DePuy, Walker H., U. of Georgia, Athens, GA - To aid research on 'Towards a Political Ecology of Social Safeguards: Translating 'Rights' Across an Indonesian REDD+ Project,' supervised by Dr. Julie L. Velasquez Runk
Preliminary abstract: The proposed research seeks to understand how rights-based discourses are produced, translated, and enacted across actor groups and governance scales in an Indonesian forest carbon project.

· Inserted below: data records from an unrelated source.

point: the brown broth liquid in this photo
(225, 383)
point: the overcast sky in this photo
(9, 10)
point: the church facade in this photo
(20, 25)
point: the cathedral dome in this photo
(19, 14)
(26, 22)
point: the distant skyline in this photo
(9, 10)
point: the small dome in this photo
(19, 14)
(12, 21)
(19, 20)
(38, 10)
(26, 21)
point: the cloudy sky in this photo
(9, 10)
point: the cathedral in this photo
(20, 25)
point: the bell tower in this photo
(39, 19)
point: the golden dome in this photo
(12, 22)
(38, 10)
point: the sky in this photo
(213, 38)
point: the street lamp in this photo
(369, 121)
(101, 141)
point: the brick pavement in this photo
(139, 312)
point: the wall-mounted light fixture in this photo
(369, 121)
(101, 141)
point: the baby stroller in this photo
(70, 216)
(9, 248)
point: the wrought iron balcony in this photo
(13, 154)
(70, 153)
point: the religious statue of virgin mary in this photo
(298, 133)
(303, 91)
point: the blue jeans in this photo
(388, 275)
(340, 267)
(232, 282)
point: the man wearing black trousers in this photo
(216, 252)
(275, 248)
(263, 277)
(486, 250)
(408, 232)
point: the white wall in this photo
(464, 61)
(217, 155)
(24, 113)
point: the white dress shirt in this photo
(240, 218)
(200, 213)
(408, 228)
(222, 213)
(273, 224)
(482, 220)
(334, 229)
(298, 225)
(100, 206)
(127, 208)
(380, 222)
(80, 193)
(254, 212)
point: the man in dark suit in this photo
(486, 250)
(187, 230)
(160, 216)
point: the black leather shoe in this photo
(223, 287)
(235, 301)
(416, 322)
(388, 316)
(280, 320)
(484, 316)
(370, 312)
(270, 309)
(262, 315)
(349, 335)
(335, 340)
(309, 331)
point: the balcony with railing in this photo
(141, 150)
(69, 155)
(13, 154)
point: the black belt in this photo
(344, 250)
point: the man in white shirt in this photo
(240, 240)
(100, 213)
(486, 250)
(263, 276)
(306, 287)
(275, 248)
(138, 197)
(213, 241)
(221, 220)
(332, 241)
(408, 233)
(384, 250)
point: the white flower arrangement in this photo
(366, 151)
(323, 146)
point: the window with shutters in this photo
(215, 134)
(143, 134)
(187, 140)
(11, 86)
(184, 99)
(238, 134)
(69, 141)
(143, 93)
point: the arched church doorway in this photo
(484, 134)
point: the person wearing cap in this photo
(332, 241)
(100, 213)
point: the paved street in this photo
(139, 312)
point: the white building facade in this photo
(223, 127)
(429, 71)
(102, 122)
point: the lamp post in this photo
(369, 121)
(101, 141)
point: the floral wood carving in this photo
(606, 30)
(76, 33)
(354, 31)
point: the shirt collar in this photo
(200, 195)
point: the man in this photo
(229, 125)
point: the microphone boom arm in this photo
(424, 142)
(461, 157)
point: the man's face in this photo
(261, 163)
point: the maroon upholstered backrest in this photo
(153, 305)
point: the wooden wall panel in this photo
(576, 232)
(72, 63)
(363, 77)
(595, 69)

The United Nations' REDD+ (Reducing Emissions from Deforestation and Forest Degradation) policy has both reoriented forest conservation around carbon sequestration and advanced novel rights-based mechanisms known as 'social safeguards.' As environmental governance has gone global, recent anthropological and STS scholarship engage the interconnections between science, policy, and practice. Less work, however, has focused on the globalization of rights-based discourses. Bringing theories of translation, ontology, governance, and value together, I will interrogate the design and enactment of REDD+ social safeguards across the Berau Forest Carbon Program (BFCP) of East Kalimantan, a project administered in partnership with The Nature Conservancy (TNC). Grounded in ethnographic fieldwork in the Long Laai village of Berau District, I additionally will engage in participant observation and semi-structured interviews across TNC's international headquarters in Arlington, VA, and national office in Jakarta, West Java. Together this work will enable me to understand how different community and conservation actor groups interpret concepts of knowledge and rights; how such translations shape rights-based policies and governance regimes; and what is erased, obscured, or modified across cultural and ontological difference. With Indonesia a global leader in REDD+ policy, this research will provide a valuable case study for gauging REDD+'s future success and for understanding how transnational 'encounters' produce emerging rights regimes.